The Federal Reserve Banks are not part of the federal government, but they co-exist because of an act of Congress. Its primary purpose is to serve the American public. The Federal Reserve System is both private and public. The Board of Governors functions as an independent government agency making it too accessible to the public while the Federal Reserve Banks are set up like the private corporations making it a private sector. Member banks usually hold stock in the Federal Reserve Banks, and they earn dividends.
If the Federal Reserves’ money comes ultimately from the taxpayers, it can be understood as the public being charged interest on the banks’ own reserves. Reserves maintained for their private profit. The Federal Reserve’s income is derived from the interest on the U.S. government securities which had been acquired through open market operations. When the expenses have been paid, the Federal Reserve turns the best of its earnings over to the U.S. Treasury.
According to the Fed’s website, the control Congress has over the Federal Reserve is limited to: It is subject to oversight by Congress, which periodically reviews its activities and can fundamentally alter its responsibilities by statute.
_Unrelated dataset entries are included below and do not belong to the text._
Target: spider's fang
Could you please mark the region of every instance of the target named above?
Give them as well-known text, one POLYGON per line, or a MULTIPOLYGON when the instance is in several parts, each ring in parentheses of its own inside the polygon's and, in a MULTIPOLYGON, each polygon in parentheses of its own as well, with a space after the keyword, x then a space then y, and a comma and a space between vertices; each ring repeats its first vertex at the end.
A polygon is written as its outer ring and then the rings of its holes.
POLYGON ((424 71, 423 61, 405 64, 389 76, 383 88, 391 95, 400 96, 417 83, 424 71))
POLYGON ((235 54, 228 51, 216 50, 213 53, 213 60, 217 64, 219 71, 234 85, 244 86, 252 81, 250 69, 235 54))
If the Federal Reserve was a federal agency, the government could issue U.S. legal tender directly, avoiding an unnecessary interest-bearing debt to the private middlemen who usually want to benefit without much sweat.
In summary, the Federal Reserve is the American central Bank that was created back in the year 1913 with the aim of achieving stability within the economy. The Federal Reserve has backings of various acts of Congress that anchor its main functions. It caters for the financial interests of the American people and promotes efficiency in the U.S. economy through setting the monetary policy within the country, initiating interventions that ensure the financial systems are stable, comes up with interventions to protect consumers of financial institutions and initiate community development, creating a payment and settlement system that is safe and efficient, and monitors and accesses the safety and soundness of other financial institutions within the economy.
The U.S Congress had enacted various Acts since the inception of the Federal Reserve to promote its sound management and facilitate its efficiency. Some of the acts of Congress in regards to the Federal Reserve include The Full Employment Growth Act that entrenched the full employment as the essential goal of the Federal reserve’ monetary reserve and mandated the Federal System to submit reports to the Congress twice each year. The Consumer Protection Act of 2010 that ensured several changes were made to the Federal Reserve like the establishment of the Consumer Financial Protection Bureau, promoting transparency and expanded the agency’s regulatory responsibilities.
References
Ihrig, J. E., E. E. Meade, and G. C. Weinbach. “Monetary Policy 101: A Primer on the Fed’s Changing Approach to Policy Implementation, Board of Governors of the Federal Reserve System Discussion Series 2015-047.” (2015).
Jaremski, Matthew, and David C. Wheelock. “Banker preferences, interbank connections, and the enduring structure of the Federal Reserve System.” Explorations in Economic History 66 (2017): 21-43.
Mongelli, Francesco Paolo, Jung-Duk Lichtenberger, and Dieter Gerdesmeier. “A Brief Comparison of the Eurosystem, the US Federal Reserve System, and the Bank of Japan.” Elements of the Euro Area. Routledge, 2018. 53-72.
Wiles, William W. “Federal Reserve System.” System (2015).